El grupo se dispersó. El señor Goon, que presentaba un curioso aspecto sin su casco, permaneció inmóvil, con expresión enfurruñada.

—Será mejor que vuelva usted a su casa, Goon —aconsejó el inspector—. Parece usted indispuesto.

—«Estoy» indispuesto —corroboró el señor Goon, en tono apesadumbrado—. ¡Ya sabía yo que esos chavales andaban metidos nuevamente en camisa de once varas! Para colmo, en el momento en que me hallaba a punto de aclarar el misterio, ese chico me encerró para recoger él los laureles.

—Ignoraba que fuese usted, señor Goon —disculpóse Fatty sinceramente.

—¿Y eso qué importa? —refunfuñó el señor Goon—. De «haberlo» sabido, habríais hecho lo mismo. ¡Valiente pandilla de entrometidas estáis hechos! ¿Quién os manda entorpecer la acción de la Ley?

—¡Nada de eso, Goon! —rectificó el inspector—. Lo que hacen es «colaborar» con la Ley. Gracias a ellos, hemos hecho una excelente faena esta noche, deteniendo a casi toda una banda de ladrones internacionales y sus agentes. Supongo que ha oído usted hablar del famoso Finnigan, y del no menos infame Lammerton, ¿verdad, Goon? Son individuos especializados en robar cuadros, joyas, porcelanas y otros objetos valiosos, para embarcarlos y venderlos en otros países.

—Sí, señor, les conozco de oídas —masculló Goon, con los ojos casi saliéndosele de las órbitas—. ¿De veras «les» hemos echado el guante, señor? ¡Pensar que se han estado reuniendo en mis propias barbas!

—Sí, Goon —gruñó el inspector—. A ver si tiene usted más olfato en el futuro.

—¡ATCHIS! —estornudó el señor Goon—. Bien, señor... ¡ATCHIS!

—Vuélvase a casa, Goon —repitió el inspector—, y acuéstese. Tiene usted un resfriado de padre y muy señor mío, ¿verdad?

—Sí —farfulló el señor Goon, sonándose con un enorme pañuelo—. Tendría que estar en cama, pero, cuando comprendí que aquí pasaba algo, me dije que era mi deber acudir. Prefiero pescar una pulmonía que faltar a mi obligación, señor.

—Con lo cual demuestra usted un gran sentido de la dignidad —ensalzó el inspector gravemente—. Ahora, vuelva a casa. Mañana hablaré con usted.

Goon desapareció entre las sombras de la noche, tosiendo y estornudando. Antes de partir, el policía echó a Fatty una postrer mirada rencorosa.

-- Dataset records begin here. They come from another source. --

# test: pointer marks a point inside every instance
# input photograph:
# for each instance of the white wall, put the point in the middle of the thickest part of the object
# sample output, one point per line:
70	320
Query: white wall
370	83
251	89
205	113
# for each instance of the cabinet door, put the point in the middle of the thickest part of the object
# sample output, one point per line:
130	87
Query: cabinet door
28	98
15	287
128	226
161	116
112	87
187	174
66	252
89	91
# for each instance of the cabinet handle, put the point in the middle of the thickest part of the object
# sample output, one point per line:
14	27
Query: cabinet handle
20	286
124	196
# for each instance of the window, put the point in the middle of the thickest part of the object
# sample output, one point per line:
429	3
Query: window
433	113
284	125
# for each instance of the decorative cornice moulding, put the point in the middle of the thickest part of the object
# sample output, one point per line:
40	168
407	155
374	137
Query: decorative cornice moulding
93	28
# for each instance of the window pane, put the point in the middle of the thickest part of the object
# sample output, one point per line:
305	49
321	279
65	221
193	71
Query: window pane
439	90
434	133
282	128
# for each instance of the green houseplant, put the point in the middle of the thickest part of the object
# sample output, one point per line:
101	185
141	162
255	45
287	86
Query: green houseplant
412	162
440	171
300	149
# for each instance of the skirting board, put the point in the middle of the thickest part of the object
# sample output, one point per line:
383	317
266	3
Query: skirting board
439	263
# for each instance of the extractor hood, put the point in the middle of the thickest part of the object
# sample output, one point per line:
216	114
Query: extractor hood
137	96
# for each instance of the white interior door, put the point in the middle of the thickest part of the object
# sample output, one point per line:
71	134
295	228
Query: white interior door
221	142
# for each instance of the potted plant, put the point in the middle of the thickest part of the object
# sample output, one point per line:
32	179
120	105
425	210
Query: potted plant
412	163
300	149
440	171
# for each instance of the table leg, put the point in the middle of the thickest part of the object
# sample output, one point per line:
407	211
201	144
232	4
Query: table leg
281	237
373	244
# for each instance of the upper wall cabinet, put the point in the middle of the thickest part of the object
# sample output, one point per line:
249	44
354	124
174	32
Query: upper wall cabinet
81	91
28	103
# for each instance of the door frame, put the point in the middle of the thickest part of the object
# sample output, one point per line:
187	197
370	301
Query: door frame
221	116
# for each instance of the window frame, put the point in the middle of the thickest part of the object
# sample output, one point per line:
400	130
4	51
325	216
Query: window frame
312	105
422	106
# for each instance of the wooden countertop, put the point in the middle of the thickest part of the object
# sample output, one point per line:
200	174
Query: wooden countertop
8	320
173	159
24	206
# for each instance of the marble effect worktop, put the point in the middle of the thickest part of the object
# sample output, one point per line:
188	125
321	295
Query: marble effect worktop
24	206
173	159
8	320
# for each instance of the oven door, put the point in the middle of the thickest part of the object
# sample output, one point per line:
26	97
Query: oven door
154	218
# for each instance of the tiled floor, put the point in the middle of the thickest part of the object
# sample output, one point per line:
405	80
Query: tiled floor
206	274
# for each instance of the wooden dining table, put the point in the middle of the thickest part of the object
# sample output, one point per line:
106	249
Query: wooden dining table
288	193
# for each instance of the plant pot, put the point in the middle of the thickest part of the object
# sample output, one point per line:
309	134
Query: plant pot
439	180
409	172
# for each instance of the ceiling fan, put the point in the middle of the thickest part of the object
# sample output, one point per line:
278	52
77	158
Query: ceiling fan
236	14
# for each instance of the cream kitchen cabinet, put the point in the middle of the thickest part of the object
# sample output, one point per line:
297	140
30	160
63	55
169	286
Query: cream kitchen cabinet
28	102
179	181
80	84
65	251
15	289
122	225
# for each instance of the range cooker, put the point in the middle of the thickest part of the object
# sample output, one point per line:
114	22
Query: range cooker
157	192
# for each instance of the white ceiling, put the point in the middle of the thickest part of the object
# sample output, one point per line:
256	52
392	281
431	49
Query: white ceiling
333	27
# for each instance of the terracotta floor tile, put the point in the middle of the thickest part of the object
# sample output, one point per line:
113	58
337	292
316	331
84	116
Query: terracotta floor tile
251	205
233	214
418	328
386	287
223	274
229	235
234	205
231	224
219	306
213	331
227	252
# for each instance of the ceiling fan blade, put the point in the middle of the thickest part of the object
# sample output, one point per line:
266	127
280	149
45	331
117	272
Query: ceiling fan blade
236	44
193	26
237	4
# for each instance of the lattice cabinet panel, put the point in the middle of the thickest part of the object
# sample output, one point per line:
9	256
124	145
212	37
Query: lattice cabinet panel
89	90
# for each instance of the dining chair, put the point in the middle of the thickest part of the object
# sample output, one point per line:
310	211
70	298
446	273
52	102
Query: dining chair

Pero el chico no se dio por aludido. «Buster» obsequió al señor Goon con unos pocos ladridos de despedida.

—Vamos a ver, Pip —dijo el inspector—, ¿crees que tu buena madre me permitirá compartir vuestra cena? Tengo el presentimiento de que le gustará saber detalles de todo esto. ¿Estás de acuerdo conmigo?

—¡«Completamente» de acuerdo! —asintió Pip gozosamente.

De hecho, estaba preocupado pensando cómo explicaría a sus padres todo lo sucedido. Sabía que su madre admiraba al inspector, además de profesarle viva simpatía. Si el policía se encargaba de referir el caso, no habría reprimendas.